Иван Игнатьевич внимательно следил за нами. Он, кажется, понимал, что мы с Петькой соперничаем. Видела нашу работу и Вера. Должно быть, поэтому я бил со все большим упоением, бил всем телом, таким ловким и подвижным, словно не я им управлял, а оно само в нужную минуту досылало молот в нужном направлении.
Бревен хватило до позднего вечера. Когда за нами пришел буксир, Иван Игнатьевич освободил меня и Петьку от ночной вахты. И пока буксир тащил нас куда-то вверх по Северскому Донцу, я спал мертвым сном. А утром, открыв дверь каюты, шагнул прямо в зыбкое густое облако. Оно, наверно, рождалось внизу, на реке, потому что снизу, из-под борта, будто из раскрытых дверей бани в зимний день, валил пар.
— Рано начались в этом году туманы, — сказал Иван Игнатьевич, которого я не сразу заметил. — Как бы осень не была штормовой.
Он, должно быть, давно не спал: на нем был форменный китель, мичманка с «крабом», в руках большая картонная папка.
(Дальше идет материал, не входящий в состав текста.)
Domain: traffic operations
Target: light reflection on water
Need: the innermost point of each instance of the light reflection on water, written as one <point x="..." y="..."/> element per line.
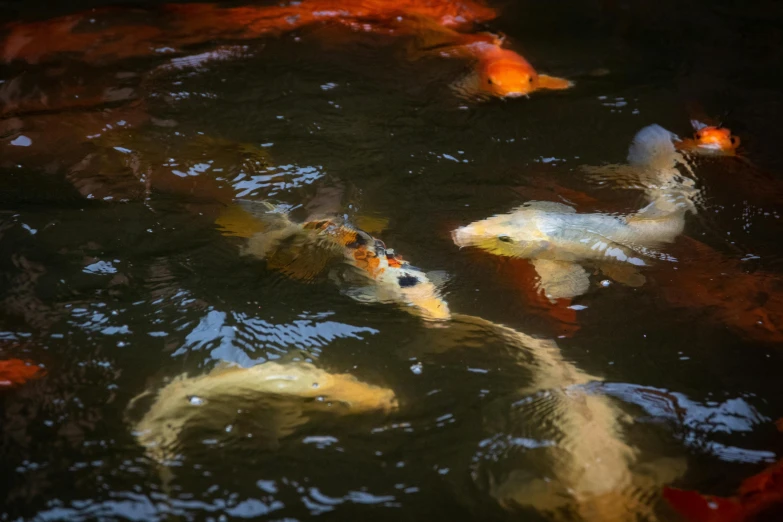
<point x="116" y="279"/>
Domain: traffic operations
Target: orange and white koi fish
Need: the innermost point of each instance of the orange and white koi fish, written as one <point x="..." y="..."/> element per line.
<point x="14" y="372"/>
<point x="759" y="497"/>
<point x="559" y="242"/>
<point x="709" y="140"/>
<point x="373" y="272"/>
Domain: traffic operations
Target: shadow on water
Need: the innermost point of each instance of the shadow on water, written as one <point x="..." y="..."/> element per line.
<point x="116" y="279"/>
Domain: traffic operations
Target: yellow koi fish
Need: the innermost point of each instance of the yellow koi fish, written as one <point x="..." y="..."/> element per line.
<point x="578" y="465"/>
<point x="289" y="392"/>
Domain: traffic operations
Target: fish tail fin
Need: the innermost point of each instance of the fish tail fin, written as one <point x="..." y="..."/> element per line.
<point x="245" y="219"/>
<point x="695" y="507"/>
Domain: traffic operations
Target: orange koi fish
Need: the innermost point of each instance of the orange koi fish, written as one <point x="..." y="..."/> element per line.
<point x="756" y="497"/>
<point x="94" y="37"/>
<point x="499" y="72"/>
<point x="14" y="372"/>
<point x="709" y="140"/>
<point x="749" y="303"/>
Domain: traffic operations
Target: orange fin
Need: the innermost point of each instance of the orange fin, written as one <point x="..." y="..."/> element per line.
<point x="550" y="82"/>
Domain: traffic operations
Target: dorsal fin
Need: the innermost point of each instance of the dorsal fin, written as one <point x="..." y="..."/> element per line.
<point x="548" y="206"/>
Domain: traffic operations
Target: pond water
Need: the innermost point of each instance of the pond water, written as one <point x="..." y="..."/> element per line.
<point x="116" y="278"/>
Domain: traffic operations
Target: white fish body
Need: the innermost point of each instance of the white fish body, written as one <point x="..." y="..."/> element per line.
<point x="559" y="241"/>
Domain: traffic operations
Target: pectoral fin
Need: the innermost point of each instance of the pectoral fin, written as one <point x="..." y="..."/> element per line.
<point x="550" y="82"/>
<point x="561" y="280"/>
<point x="624" y="274"/>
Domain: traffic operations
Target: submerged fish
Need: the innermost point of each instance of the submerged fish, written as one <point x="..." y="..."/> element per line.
<point x="558" y="241"/>
<point x="289" y="392"/>
<point x="759" y="497"/>
<point x="497" y="72"/>
<point x="365" y="268"/>
<point x="588" y="471"/>
<point x="14" y="372"/>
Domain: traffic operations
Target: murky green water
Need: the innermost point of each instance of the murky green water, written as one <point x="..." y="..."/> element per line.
<point x="117" y="288"/>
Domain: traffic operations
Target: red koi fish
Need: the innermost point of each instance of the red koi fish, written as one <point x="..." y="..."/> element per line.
<point x="709" y="140"/>
<point x="749" y="303"/>
<point x="94" y="37"/>
<point x="499" y="72"/>
<point x="756" y="497"/>
<point x="14" y="372"/>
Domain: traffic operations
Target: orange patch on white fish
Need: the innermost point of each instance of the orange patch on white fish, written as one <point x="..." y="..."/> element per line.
<point x="709" y="139"/>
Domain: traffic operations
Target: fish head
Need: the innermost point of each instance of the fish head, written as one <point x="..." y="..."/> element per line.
<point x="412" y="288"/>
<point x="395" y="280"/>
<point x="717" y="139"/>
<point x="511" y="235"/>
<point x="506" y="74"/>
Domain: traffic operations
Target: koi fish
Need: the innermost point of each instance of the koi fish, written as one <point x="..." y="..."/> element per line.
<point x="590" y="473"/>
<point x="368" y="272"/>
<point x="709" y="140"/>
<point x="97" y="37"/>
<point x="558" y="241"/>
<point x="498" y="72"/>
<point x="750" y="304"/>
<point x="288" y="392"/>
<point x="14" y="372"/>
<point x="756" y="496"/>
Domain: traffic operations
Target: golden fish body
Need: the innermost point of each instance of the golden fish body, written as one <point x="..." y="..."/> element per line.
<point x="288" y="391"/>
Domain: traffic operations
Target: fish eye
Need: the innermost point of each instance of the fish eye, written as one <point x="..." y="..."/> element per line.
<point x="407" y="280"/>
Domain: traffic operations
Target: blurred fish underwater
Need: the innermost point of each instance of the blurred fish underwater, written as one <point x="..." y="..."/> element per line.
<point x="247" y="268"/>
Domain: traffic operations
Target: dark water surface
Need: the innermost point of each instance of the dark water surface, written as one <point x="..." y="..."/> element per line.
<point x="118" y="293"/>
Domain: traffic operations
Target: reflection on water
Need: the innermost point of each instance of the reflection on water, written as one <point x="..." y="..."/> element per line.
<point x="622" y="342"/>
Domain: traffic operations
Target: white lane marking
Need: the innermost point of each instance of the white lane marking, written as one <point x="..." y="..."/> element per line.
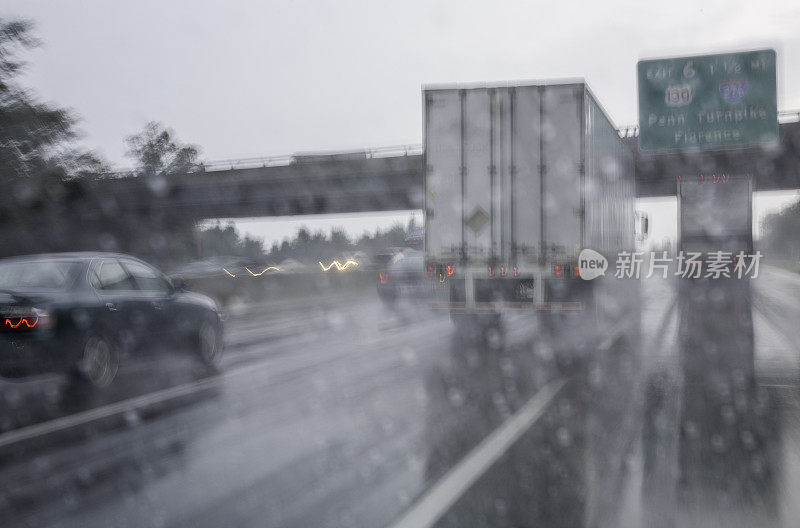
<point x="436" y="501"/>
<point x="65" y="422"/>
<point x="80" y="418"/>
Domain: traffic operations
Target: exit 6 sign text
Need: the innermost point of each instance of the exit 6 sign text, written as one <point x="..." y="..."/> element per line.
<point x="710" y="101"/>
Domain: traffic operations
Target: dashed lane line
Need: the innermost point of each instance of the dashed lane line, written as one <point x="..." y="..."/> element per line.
<point x="436" y="501"/>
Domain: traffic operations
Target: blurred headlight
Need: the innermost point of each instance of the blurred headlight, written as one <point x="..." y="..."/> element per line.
<point x="45" y="319"/>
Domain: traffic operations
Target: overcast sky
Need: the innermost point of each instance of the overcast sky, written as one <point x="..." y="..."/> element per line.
<point x="256" y="78"/>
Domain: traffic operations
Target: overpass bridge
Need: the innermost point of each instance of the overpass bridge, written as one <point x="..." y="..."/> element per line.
<point x="391" y="179"/>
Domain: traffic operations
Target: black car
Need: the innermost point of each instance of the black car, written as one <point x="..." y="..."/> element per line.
<point x="82" y="313"/>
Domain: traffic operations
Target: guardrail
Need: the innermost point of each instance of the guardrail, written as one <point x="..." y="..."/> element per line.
<point x="787" y="116"/>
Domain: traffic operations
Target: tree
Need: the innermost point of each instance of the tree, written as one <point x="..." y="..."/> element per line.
<point x="40" y="167"/>
<point x="157" y="151"/>
<point x="34" y="137"/>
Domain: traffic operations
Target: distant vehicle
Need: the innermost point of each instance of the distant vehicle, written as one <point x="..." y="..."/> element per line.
<point x="83" y="313"/>
<point x="716" y="213"/>
<point x="403" y="277"/>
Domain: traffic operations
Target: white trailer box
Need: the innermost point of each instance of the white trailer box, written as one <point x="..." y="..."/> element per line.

— Будем здесь уголь грузить. Можете с приятелем на весь день уходить на берег. Вы не нужны.
Иван Игнатьевич ушел, а я так ничего толком и не понял. Где мы, как далеко берег — не разобрать. Всюду густой белый туман, пропитанный едким запахом углекислого газа. Так всегда пахнет в сырую погоду около большого завода, рядом с которым стоит наша школа. Я побрел по палубе, раздвигая сырую массу руками. Потом щекой почувствовал легкое движение воздуха и заметил трещину, разделившую облако пополам. Трещина была очень узкой, но ветер, хлынувший в нее, тотчас же очистил и зарябил большую площадь воды. Потом сквозь туман пробилось солнце. И сразу серые нитяные клубки, которые рвал и размывал ветер, будто растаяли. Я увидел гористый высокий берег, большой просмоленный дебаркадер, белый пароход, пар из трубы которого казался совсем розовым, и остроконечный угольный холм напротив нашей баржи. По нему всползали серые тонкие змейки.